The objectives of this study were as follows:
The researchers obtained fecal and hide samples from commercial beef harvest plants. A total of 157 fecal (naturally infected) and hide (naturally infected) samples were obtained during May through October, 2005.
Because of the low prevalence of E. coli O157 in ground beef and on carcasses, a low level inoculation of 1 g/10 g of ground beef was used for testing. E. coli O157 originally isolated from cattle was used for the inoculation and a cocktail mixture of 4 separate strains of the pathogen was used. Fresh ground beef was obtained from the Texas Tech Meat Laboratory. Ground beef was inoculated with the pathogen and subjected to mixing in a pilot plant grinder in thepathogen-processing laboratory. Non-inoculated controls were prepared to determine if the background flora contained pathogenic microorganisms and if there were false positive tests from the non-treated samples. For hide, fecal, and ground-beef samples, three separate AOAC approved rapid ELISA test kits were used to determine if E. coli O157 is present in the samples. For each test kit, the protocol detailed by the manufacturer was followed. IMS was also used to isolate the pathogen. When false positives were present, individual isolated colonies were obtained and sent to an outside laboratory for DNA sequencing to determine the identity of the organisms giving the false positives.
All fecal and hide samples that test either IMS- or ELISA-positive for E. coli O157 were subjected to an enumeration protocol to determine the quantity of the pathogen in the sample and the limits of detection for both the ELISA and IMS sampling methods.
Cattle feces samples were assayed using IMS methodology and three commercially available rapid ELISA test kits, VIP, ECOLINOW, and REVEAL. Results of the testing indicated that for fecal samples there was poor (practically no) agreement between the IMS test results and the ELISA results. All of the rapid ELISA tests gave very high false positive results compared to the IMS methods in feces. The results also showed that there was poor agreement between the three rapid ELISA tests in detecting E. coli O157 in fecal samples.

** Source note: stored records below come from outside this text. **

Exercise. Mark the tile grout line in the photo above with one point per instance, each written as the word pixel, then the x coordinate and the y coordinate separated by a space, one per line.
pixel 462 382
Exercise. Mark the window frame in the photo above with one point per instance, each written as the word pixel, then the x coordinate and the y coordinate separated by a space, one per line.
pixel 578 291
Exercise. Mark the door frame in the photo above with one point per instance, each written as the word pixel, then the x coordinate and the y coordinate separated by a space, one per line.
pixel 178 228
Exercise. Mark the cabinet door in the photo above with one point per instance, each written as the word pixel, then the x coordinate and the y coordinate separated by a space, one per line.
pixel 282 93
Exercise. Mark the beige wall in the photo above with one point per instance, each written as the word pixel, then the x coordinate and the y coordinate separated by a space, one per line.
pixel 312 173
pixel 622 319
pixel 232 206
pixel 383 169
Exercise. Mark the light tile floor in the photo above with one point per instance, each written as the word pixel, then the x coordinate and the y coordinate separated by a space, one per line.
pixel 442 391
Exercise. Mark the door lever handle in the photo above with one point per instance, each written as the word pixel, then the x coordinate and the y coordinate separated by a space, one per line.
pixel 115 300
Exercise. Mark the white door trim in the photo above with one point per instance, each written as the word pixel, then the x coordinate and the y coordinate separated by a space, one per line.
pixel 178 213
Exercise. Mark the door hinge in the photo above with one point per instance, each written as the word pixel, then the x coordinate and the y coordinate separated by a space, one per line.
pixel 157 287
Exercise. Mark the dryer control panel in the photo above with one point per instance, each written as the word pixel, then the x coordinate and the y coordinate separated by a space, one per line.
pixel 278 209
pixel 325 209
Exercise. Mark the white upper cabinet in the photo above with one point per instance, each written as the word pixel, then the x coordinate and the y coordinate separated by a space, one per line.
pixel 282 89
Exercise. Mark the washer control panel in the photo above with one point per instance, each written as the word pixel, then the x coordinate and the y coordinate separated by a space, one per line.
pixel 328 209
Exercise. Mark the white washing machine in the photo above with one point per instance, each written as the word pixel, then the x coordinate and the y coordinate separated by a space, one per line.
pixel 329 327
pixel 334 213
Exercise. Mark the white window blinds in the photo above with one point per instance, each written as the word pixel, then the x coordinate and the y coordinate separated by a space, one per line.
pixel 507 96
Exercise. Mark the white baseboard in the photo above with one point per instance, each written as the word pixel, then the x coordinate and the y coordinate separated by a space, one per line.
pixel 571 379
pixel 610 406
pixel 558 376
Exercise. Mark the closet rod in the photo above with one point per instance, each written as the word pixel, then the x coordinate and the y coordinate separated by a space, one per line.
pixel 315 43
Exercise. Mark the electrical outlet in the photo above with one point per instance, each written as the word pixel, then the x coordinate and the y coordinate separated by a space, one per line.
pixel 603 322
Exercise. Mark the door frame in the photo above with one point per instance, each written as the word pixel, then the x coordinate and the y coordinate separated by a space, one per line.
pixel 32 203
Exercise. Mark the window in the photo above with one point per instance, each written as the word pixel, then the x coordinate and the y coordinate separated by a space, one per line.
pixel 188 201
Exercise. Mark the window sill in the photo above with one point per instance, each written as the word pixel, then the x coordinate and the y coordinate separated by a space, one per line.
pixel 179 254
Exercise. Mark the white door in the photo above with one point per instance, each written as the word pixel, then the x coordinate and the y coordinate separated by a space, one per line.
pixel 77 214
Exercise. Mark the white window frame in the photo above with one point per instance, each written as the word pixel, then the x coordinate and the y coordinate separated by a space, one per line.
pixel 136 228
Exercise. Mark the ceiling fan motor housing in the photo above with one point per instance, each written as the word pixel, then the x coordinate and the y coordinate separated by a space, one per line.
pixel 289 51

Similar results were observed for hide samples. Although somewhat better, results of the testing indicated that for hide samples there was poor agreement between the IMS test results and the ELISA results. The trend was that the ELISA test kits resulted in high false positive results. The results again showed that there was poor agreement between the three rapid ELISA tests in detecting E. coli O157 in hide samples.
Due to this observation in both feces and hide samples, colonies that gave positive results on the ELISA test kits were isolated and sent for identification using DNA sequencing. Several isolates that were not E. coli O157 gave positive test results on the ELISA kits. Among the isolates that tested positive using this test kit were Enterobacter cowanii, Aeromonas media, Aeromonas hydrophi, Escherichia coli C3, and Aeromonas hydrophila.
Implications
The results of this study indicate that the use of the rapid kits for ground beef is acceptable and has an excellent agreement with the data provided by detecting E. coli O157 using IMS methods (traditional – culture method). However, using these kits for detection of E. coli O157 on hides and in the feces of cattle is not acceptable and has a poor agreement with the data obtained using traditional culture methods (IMS).